However, the social model does not deny the significance of impairment in people’s lives or the relevance of medical treatment to the experience of impairment. Instead, it highlights the indifference by advocates of the individual model to the existence or influences of disabling social and environmental barriers (Barnes and Mercer, 2006).

The disability rights movement

In Europe and North America, during the 1970s and 1980s, disabled people and their organisations became increasingly dismissive of the individual model. In the UK, the Union of the Physically Impaired Against Segregation (UPIAS), among other organisations, called for an alternative approach (Barnes et al, 2010) (Box 1).

Box 1. Society as a disabling force

In the UK, in 1976, the social model of disability was articulated in a publication by the Union of the Physically Impaired Against Segregation and the Disability Alliance. This document gave a revolutionary definition of disability, saying the main cause of the social exclusion experienced by disabled people was not impairment but rather “the way society responded to people with impairments” (Oliver, 2009; UPIAS, 1976).

Barnes et al (1999) observed how, during the economic and political crises of this period, the reformation of the British welfare state hit disabled people hard, inadvertently leading to the politicisation of disability, and the generation of a disabled people’s movement.

The social model “became the central concept around which disabled people began to interpret their own experiences and organise their own political movement” (Oliver, 1996b). It shifted “attention to disabled people’s common experiences of oppression and exclusion and those areas that might be changed by collective political action and social change” (Oliver and Barnes, 2012).

By the 1990s, it had been adopted by the state and professionals, and was being colonised by a range of organisations, interests and individuals, some of whom had bitterly opposed its appearance less than 10 years previously” (Oliver, 2009).

Origins and terminology

UPIAS (1975) questioned the role of professionals in the lives of disabled people and emphasised “the imperative need for disabled people to become their own experts”. It broadly accepted the ICIDH definition of impairment (Oliver and Barnes, 1998), but offered the following terms:

  • Impairment: lacking part or all of a limb, or having a defective limb or organ or mechanism of the body;
  • Disability: the disadvantage or restriction of activity caused by a contemporary social organisation that takes no or little account of people who have physical impairments and thus excludes them from participation in the mainstream of social activities (UPIAS, 1976).

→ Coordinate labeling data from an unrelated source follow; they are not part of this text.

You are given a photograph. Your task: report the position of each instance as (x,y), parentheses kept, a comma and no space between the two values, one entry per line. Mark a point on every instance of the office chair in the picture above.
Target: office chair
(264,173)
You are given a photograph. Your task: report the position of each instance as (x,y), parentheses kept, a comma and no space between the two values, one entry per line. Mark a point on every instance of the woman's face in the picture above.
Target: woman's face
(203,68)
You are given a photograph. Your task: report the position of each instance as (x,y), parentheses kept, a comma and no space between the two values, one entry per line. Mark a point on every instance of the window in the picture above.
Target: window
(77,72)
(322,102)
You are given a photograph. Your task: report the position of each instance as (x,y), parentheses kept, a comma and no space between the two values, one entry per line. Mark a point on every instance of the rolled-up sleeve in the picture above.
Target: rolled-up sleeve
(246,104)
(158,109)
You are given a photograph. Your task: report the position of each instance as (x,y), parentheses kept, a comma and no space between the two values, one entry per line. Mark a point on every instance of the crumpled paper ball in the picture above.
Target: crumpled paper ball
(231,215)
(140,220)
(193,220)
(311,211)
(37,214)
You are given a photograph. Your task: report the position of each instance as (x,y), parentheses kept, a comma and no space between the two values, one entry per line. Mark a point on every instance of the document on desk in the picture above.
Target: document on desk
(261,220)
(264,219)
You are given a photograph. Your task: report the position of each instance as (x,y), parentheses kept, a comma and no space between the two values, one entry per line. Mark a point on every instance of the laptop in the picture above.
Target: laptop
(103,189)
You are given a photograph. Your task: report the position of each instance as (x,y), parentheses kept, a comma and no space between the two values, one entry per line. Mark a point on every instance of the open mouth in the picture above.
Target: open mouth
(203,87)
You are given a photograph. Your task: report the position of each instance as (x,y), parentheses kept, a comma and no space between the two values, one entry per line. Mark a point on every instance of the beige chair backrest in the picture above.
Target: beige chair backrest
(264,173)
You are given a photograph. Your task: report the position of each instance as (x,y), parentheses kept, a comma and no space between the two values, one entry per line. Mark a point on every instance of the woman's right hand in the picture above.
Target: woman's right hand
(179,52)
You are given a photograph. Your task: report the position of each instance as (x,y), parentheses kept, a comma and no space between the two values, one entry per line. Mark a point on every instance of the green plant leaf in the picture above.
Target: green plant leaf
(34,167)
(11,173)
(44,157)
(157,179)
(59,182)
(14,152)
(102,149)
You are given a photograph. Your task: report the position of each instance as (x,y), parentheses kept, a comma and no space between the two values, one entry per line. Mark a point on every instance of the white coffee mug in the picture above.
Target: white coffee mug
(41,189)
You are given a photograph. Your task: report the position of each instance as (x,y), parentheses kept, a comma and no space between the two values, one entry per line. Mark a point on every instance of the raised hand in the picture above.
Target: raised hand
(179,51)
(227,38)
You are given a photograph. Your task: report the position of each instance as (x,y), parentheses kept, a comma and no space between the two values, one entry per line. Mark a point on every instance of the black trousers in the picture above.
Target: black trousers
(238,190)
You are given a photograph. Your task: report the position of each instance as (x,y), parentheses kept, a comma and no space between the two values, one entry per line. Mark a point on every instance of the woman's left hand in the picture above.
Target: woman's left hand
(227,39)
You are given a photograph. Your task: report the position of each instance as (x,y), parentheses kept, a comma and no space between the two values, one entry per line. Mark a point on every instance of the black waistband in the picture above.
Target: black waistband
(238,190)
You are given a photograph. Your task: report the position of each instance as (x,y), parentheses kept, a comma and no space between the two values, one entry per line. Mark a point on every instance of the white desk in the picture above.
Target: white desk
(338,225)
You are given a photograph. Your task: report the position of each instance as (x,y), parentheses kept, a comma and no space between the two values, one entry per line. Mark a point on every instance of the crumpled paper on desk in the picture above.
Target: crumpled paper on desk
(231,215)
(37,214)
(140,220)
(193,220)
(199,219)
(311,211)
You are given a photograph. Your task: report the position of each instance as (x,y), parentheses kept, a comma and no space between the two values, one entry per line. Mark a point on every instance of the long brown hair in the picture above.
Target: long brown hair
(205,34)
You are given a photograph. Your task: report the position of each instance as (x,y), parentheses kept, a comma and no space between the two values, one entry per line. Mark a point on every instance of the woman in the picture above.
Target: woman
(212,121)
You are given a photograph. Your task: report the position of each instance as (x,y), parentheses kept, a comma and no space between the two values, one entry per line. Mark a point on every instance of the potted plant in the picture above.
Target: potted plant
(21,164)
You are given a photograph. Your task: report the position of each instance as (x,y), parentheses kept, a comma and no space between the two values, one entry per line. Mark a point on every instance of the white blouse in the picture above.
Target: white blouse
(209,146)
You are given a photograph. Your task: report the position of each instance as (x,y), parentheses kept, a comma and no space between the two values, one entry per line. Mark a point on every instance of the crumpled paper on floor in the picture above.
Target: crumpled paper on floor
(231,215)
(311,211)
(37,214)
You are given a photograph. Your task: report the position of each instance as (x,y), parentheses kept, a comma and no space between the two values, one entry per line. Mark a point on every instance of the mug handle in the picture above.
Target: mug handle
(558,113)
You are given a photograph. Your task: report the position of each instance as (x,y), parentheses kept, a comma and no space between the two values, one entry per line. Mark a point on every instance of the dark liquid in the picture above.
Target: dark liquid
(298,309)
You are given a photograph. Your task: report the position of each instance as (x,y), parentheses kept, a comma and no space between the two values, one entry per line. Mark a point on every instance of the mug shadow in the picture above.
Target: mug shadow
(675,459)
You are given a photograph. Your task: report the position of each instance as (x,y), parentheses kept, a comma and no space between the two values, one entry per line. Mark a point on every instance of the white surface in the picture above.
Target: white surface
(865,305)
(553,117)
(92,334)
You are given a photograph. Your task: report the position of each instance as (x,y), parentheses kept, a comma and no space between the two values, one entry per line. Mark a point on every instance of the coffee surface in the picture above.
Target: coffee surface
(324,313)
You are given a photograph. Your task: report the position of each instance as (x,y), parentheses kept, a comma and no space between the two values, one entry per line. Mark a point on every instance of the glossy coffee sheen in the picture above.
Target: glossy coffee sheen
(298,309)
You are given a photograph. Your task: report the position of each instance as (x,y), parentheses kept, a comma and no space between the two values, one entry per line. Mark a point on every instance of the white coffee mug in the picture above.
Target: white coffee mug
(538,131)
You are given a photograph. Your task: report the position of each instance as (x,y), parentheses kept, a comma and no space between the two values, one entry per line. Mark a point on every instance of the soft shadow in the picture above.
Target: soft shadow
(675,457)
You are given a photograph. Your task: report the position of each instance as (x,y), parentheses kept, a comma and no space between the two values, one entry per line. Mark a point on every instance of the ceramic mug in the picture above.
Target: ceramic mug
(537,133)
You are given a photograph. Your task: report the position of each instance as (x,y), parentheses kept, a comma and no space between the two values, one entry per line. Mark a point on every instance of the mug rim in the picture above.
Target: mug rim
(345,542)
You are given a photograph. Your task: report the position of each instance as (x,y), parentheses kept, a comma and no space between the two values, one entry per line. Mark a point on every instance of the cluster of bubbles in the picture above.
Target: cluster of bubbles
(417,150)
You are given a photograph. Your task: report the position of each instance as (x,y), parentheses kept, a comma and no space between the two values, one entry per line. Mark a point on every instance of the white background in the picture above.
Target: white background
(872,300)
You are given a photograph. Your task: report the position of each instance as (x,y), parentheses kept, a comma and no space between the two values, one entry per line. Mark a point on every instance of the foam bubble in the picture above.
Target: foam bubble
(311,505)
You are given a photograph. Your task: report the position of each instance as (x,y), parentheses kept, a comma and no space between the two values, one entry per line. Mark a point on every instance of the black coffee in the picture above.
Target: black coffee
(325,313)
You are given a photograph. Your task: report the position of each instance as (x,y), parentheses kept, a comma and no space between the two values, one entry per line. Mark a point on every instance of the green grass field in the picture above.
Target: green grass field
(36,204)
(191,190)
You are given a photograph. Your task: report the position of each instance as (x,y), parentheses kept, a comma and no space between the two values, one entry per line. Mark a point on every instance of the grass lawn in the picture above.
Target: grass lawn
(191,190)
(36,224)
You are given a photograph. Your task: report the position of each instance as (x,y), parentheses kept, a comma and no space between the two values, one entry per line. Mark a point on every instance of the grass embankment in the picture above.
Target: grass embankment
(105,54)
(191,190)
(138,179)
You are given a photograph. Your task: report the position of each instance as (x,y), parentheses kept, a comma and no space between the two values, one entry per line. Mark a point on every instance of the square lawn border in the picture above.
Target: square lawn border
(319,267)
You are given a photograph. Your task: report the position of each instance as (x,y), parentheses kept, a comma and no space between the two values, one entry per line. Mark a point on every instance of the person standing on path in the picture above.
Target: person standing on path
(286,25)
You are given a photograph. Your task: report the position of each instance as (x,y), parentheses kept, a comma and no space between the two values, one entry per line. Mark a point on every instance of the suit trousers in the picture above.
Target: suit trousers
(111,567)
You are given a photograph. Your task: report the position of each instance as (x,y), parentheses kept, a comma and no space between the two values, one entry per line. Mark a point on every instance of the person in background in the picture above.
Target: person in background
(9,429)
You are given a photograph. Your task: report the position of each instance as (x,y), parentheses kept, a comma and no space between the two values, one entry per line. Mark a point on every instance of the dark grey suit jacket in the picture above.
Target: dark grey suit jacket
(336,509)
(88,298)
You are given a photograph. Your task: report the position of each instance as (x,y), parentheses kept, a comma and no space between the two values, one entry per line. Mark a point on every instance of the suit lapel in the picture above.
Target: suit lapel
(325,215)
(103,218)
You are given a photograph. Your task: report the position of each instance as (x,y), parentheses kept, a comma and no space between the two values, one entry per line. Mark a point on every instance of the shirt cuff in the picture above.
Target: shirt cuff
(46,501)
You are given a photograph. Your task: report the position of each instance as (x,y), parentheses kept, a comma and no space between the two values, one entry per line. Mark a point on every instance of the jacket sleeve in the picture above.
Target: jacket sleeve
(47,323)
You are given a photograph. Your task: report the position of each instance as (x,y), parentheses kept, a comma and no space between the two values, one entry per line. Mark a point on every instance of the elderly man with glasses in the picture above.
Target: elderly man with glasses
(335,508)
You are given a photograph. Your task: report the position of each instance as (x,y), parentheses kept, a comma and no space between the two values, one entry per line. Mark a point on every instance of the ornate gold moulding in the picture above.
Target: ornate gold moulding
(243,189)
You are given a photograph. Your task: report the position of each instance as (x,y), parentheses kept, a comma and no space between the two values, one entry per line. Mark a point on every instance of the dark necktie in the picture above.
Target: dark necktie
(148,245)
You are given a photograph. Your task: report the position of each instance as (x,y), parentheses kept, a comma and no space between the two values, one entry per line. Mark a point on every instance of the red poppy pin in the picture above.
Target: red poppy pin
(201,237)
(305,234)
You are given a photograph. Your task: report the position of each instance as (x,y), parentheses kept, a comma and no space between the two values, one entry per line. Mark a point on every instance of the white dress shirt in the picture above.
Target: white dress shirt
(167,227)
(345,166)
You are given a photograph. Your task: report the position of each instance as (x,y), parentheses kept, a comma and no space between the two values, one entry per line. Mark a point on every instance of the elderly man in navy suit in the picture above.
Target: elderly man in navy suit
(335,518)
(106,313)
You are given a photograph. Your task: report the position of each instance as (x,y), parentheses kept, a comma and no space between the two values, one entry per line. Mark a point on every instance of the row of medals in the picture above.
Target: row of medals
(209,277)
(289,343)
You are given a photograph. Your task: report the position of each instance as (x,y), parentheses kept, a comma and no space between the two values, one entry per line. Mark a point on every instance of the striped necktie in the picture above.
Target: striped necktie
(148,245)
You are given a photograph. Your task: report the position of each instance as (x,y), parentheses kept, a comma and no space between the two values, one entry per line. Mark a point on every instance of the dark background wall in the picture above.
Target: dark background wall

Subsequent discussions with other organisations of disabled people have broadened this terminology and its reference to “physical impairments”. Now any impairment can be embraced in the scope of disability, including those that are sensory or intellectual (Barnes et al, 2010).

Supporters and critics

Criticisms of the social model’s conceptual and practical application have been raised from within and beyond the disabled people’s movement and disability studies, with supporters and critics discussing at length major areas for consideration (Barnes and Mercer, 2010). These include the following:

  • Its inability to deal effectively with the realities of impairment (Oliver, 2009);
  • Its inability to integrate other social divisions (Oliver, 2009);
  • The issue of “otherness” (Oliver, 2009) - the manner in which cultural values locate disabled people as “other” (Shakespeare, 1994).

Critics have also called for the social model to be abandoned in favour of a more adequate approach to disability politics (Shakespeare and Watson, 2002).


The social model is not without its critics, but it offers nurses a way of thinking about disability that can promote nursing practices which do not silence disabled people. However, nurses must ensure their practice remains reflective and self-critical and that they are informed by the social model rather than forcing it on people’s experiences - particularly because not all people labelled so regard themselves as disabled, or are aware or supportive of this approach. Nurses should not impose the social model with unrealistic expectations (Box 2), but they can trust its efficacy in assisting them with the continued politicisation of disabled people.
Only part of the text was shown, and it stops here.